Go to the image below, right-click it, and choose ‘Save image as’.
Read on to discover the main reasons why dogs bury their heads.
Dogs have been around for a long time and have gotten used to forming packs. They’re known for using this behavior in order to survive the harsh winter months. We know that your dog is no longer out in the wild but it’s still got this instinct with them, so they should be huddling up if they get cold.
If your pup has its nose shoved in a fuzzy blanket, it could be trying to get warm or perhaps doing this to help keep its body temperature steady.

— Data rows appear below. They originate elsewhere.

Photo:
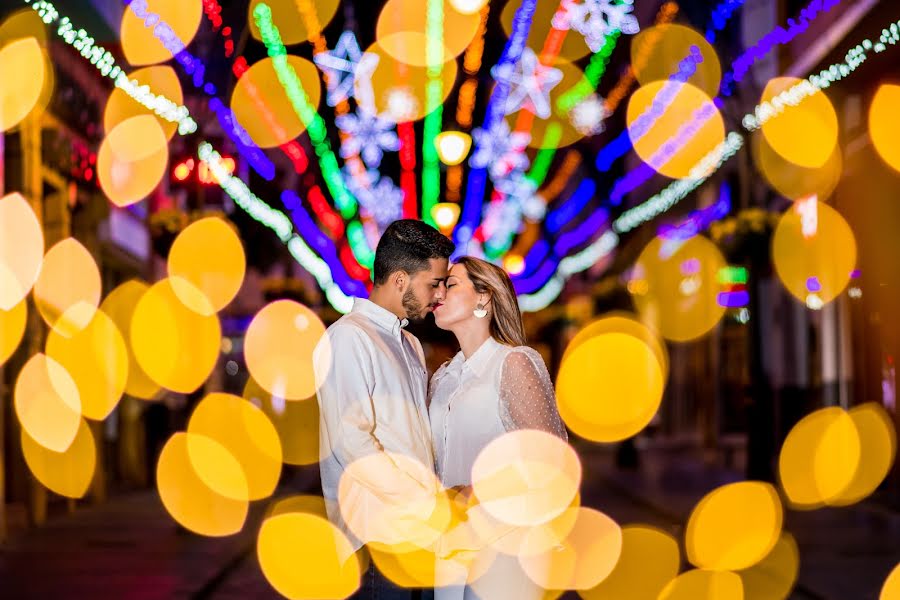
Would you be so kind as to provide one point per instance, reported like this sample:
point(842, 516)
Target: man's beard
point(412, 306)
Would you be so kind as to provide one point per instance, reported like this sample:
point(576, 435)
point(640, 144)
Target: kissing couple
point(386, 433)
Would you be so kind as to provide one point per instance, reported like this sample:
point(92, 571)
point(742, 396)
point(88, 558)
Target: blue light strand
point(477, 180)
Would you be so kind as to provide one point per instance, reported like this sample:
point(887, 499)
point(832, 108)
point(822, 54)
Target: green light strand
point(434, 51)
point(315, 127)
point(592, 75)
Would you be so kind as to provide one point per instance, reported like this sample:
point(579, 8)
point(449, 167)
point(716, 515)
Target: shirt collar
point(379, 315)
point(480, 359)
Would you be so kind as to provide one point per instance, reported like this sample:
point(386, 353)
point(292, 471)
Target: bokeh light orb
point(176, 346)
point(96, 358)
point(774, 576)
point(883, 126)
point(305, 556)
point(21, 249)
point(12, 328)
point(68, 472)
point(805, 134)
point(146, 23)
point(526, 477)
point(208, 255)
point(162, 81)
point(297, 20)
point(47, 403)
point(185, 495)
point(820, 458)
point(684, 133)
point(278, 349)
point(734, 526)
point(262, 106)
point(296, 422)
point(678, 291)
point(246, 432)
point(119, 305)
point(22, 67)
point(814, 252)
point(650, 559)
point(132, 160)
point(658, 52)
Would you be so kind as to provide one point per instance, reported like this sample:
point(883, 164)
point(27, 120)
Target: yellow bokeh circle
point(12, 328)
point(820, 458)
point(672, 141)
point(402, 30)
point(296, 422)
point(209, 255)
point(162, 81)
point(805, 134)
point(297, 20)
point(68, 473)
point(47, 403)
point(22, 69)
point(261, 104)
point(587, 556)
point(775, 575)
point(734, 526)
point(658, 52)
point(884, 129)
point(146, 21)
point(814, 255)
point(650, 559)
point(21, 249)
point(305, 556)
point(187, 498)
point(132, 160)
point(119, 305)
point(176, 346)
point(878, 448)
point(526, 477)
point(278, 349)
point(609, 387)
point(399, 91)
point(96, 358)
point(678, 295)
point(700, 584)
point(246, 432)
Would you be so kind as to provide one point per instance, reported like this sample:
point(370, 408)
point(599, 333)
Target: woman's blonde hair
point(506, 318)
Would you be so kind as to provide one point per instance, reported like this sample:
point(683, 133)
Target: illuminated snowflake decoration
point(368, 135)
point(500, 150)
point(380, 198)
point(588, 116)
point(596, 19)
point(529, 83)
point(348, 71)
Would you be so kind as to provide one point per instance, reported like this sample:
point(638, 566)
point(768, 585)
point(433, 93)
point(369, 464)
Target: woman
point(494, 385)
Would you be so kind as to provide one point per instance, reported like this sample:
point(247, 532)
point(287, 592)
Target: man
point(372, 385)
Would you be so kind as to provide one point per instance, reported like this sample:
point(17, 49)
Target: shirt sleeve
point(345, 380)
point(527, 398)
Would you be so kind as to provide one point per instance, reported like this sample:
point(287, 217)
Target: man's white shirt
point(372, 381)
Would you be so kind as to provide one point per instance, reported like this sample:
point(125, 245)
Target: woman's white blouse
point(473, 402)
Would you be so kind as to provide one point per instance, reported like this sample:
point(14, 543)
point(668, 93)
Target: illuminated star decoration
point(348, 71)
point(500, 150)
point(367, 135)
point(383, 201)
point(529, 83)
point(588, 115)
point(596, 19)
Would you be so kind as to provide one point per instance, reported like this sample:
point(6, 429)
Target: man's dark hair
point(407, 245)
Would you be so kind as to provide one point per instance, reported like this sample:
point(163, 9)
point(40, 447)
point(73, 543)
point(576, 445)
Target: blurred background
point(754, 259)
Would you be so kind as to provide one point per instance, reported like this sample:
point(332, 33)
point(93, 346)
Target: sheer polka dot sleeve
point(527, 397)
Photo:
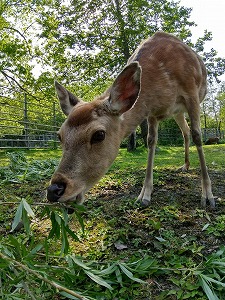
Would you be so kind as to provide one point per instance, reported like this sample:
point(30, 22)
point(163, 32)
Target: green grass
point(171, 250)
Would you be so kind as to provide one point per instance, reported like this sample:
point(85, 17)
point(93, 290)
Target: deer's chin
point(76, 198)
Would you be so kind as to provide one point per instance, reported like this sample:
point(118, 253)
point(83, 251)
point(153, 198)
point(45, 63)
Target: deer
point(163, 78)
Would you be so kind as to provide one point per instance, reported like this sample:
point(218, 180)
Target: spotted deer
point(163, 78)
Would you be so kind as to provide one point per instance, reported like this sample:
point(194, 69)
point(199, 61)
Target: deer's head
point(91, 135)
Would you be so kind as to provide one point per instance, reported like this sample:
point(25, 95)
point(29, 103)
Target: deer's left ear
point(125, 89)
point(67, 99)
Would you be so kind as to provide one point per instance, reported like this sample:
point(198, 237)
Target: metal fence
point(28, 123)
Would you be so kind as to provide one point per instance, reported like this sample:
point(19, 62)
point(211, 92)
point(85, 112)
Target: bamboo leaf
point(129, 274)
point(98, 279)
point(18, 216)
point(209, 293)
point(79, 262)
point(28, 208)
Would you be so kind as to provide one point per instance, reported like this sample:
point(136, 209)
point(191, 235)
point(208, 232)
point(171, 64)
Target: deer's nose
point(55, 191)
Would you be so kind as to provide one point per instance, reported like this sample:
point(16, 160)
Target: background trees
point(84, 44)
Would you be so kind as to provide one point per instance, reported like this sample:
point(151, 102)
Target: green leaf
point(71, 233)
point(65, 242)
point(26, 221)
point(207, 278)
point(129, 274)
point(68, 296)
point(18, 216)
point(79, 262)
point(28, 208)
point(209, 293)
point(98, 279)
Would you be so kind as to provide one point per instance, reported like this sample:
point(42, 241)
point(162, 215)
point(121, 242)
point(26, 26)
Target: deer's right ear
point(67, 99)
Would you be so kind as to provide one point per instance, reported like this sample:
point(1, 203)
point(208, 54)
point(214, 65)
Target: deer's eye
point(98, 137)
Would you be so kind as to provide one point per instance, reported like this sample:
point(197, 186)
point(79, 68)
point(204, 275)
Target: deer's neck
point(132, 118)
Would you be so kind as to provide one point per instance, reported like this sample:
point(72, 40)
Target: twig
point(52, 283)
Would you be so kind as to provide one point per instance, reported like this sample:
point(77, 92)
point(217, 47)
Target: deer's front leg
point(145, 196)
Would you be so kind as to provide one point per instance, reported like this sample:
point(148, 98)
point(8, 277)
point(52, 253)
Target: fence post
point(26, 127)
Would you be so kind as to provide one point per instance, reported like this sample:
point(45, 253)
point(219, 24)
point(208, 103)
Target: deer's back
point(172, 73)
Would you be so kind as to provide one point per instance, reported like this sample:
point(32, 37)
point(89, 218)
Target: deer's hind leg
point(145, 196)
point(182, 123)
point(194, 114)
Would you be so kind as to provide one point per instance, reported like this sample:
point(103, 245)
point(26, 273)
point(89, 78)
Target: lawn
point(109, 248)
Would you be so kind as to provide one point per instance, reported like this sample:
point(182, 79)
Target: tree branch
point(7, 76)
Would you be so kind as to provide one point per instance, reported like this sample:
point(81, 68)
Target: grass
point(171, 250)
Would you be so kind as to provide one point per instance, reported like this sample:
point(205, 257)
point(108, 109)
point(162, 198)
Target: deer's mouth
point(63, 193)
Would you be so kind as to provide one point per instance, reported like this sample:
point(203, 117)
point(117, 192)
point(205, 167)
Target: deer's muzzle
point(55, 191)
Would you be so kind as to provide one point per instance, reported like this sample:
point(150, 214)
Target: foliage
point(170, 250)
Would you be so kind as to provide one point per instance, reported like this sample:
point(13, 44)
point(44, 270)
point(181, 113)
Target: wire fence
point(30, 123)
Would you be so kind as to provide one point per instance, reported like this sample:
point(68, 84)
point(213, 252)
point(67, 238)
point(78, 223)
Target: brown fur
point(173, 81)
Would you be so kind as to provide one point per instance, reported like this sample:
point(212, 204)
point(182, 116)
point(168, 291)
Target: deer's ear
point(125, 89)
point(67, 99)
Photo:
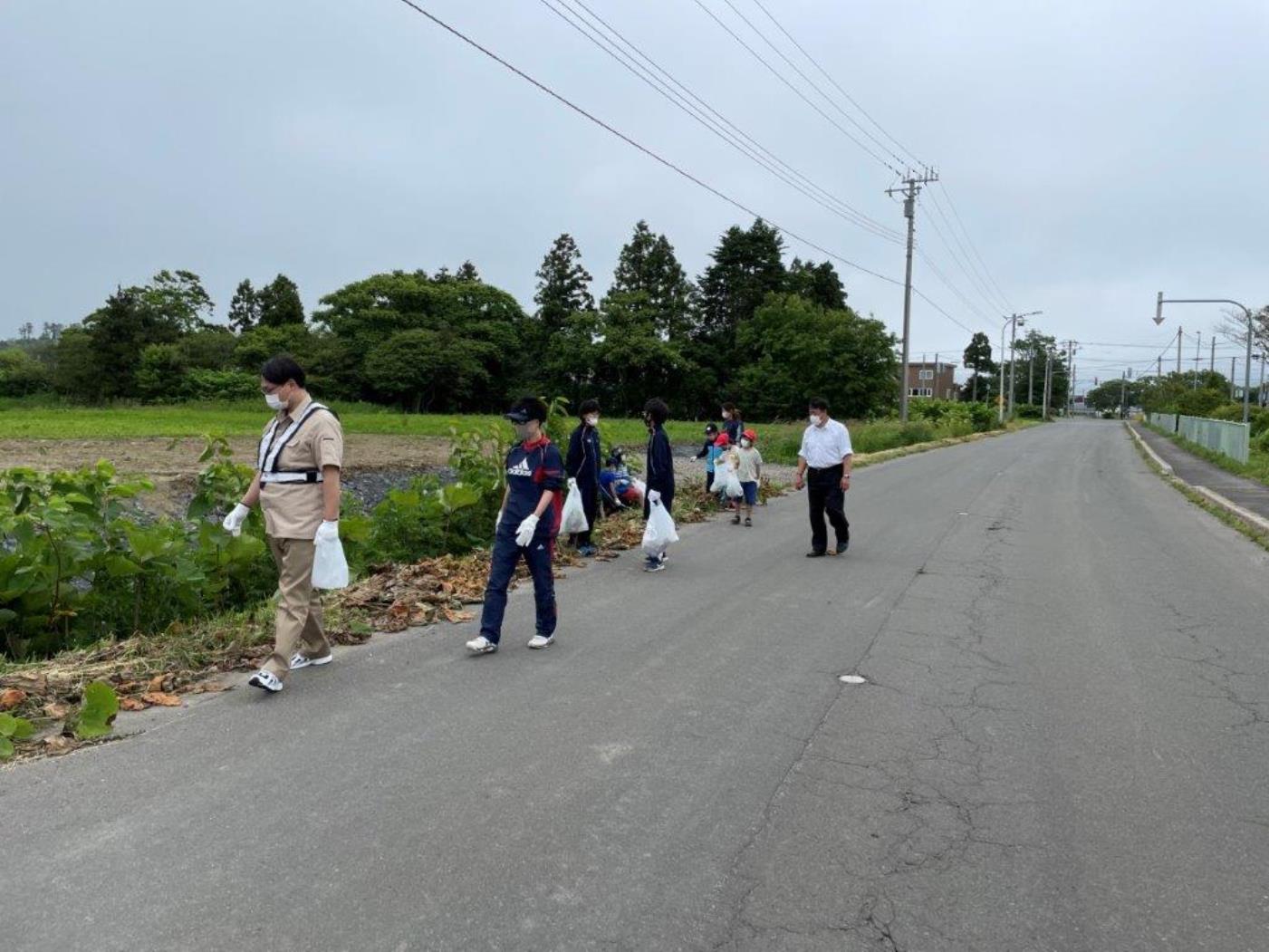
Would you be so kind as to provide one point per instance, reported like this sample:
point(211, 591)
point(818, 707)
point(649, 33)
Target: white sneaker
point(301, 660)
point(265, 679)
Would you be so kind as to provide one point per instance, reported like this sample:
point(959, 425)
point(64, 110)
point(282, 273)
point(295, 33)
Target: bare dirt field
point(373, 462)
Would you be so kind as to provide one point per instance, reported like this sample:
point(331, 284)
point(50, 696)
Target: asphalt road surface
point(1061, 745)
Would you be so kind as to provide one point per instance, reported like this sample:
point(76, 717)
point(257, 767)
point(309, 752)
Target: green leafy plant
point(97, 712)
point(13, 729)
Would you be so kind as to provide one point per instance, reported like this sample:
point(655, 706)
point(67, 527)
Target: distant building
point(933, 380)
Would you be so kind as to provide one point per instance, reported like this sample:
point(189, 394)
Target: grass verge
point(1255, 468)
point(1253, 532)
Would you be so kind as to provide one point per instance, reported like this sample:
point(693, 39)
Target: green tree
point(977, 357)
point(279, 303)
point(160, 373)
point(796, 350)
point(563, 284)
point(649, 266)
point(817, 284)
point(746, 268)
point(429, 370)
point(76, 373)
point(22, 375)
point(177, 299)
point(245, 307)
point(366, 313)
point(633, 360)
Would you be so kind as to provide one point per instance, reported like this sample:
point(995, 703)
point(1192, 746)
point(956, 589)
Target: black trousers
point(825, 494)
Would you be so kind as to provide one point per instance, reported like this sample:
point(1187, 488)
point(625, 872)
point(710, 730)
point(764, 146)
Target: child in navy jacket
point(527, 527)
point(660, 466)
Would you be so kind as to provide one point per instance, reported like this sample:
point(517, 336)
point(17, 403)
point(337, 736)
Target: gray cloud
point(1097, 151)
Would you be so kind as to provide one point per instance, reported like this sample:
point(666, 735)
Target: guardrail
point(1233, 439)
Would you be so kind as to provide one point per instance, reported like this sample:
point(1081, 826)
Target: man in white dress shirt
point(823, 468)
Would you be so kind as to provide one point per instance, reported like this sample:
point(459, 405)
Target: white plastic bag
point(573, 513)
point(330, 566)
point(660, 531)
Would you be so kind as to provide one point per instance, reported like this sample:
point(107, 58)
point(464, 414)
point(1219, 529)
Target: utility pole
point(911, 188)
point(1048, 382)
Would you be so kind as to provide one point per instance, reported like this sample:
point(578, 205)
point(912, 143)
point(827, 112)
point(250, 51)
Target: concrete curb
point(1230, 505)
point(1211, 495)
point(1151, 453)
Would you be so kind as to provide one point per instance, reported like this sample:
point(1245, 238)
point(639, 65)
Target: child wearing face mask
point(582, 464)
point(525, 528)
point(749, 468)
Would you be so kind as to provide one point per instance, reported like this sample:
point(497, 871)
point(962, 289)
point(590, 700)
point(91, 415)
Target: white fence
point(1233, 439)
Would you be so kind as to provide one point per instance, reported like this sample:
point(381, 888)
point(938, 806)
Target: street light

Dogs have a natural instinct to mark up their territory. This may include urinating or distributing their scent in other ways, usually by scratching a spot or rubbing themselves against it
While some dogs might have a lot of facial fur or scents, others don’t and can still mark their territory by burying their noses in you. This is a way of showing other animals that they belong to you.
They Are Fearful:
Instinctually, dogs will hide their nose and belly when they feel threatened because these two areas are the most vulnerable to harm.
You might not think of a dog’s nose being hurt as something very painful, but in fact, it can be. Think about human anatomy for a second. A human nose is only separated from the brain by a few inches!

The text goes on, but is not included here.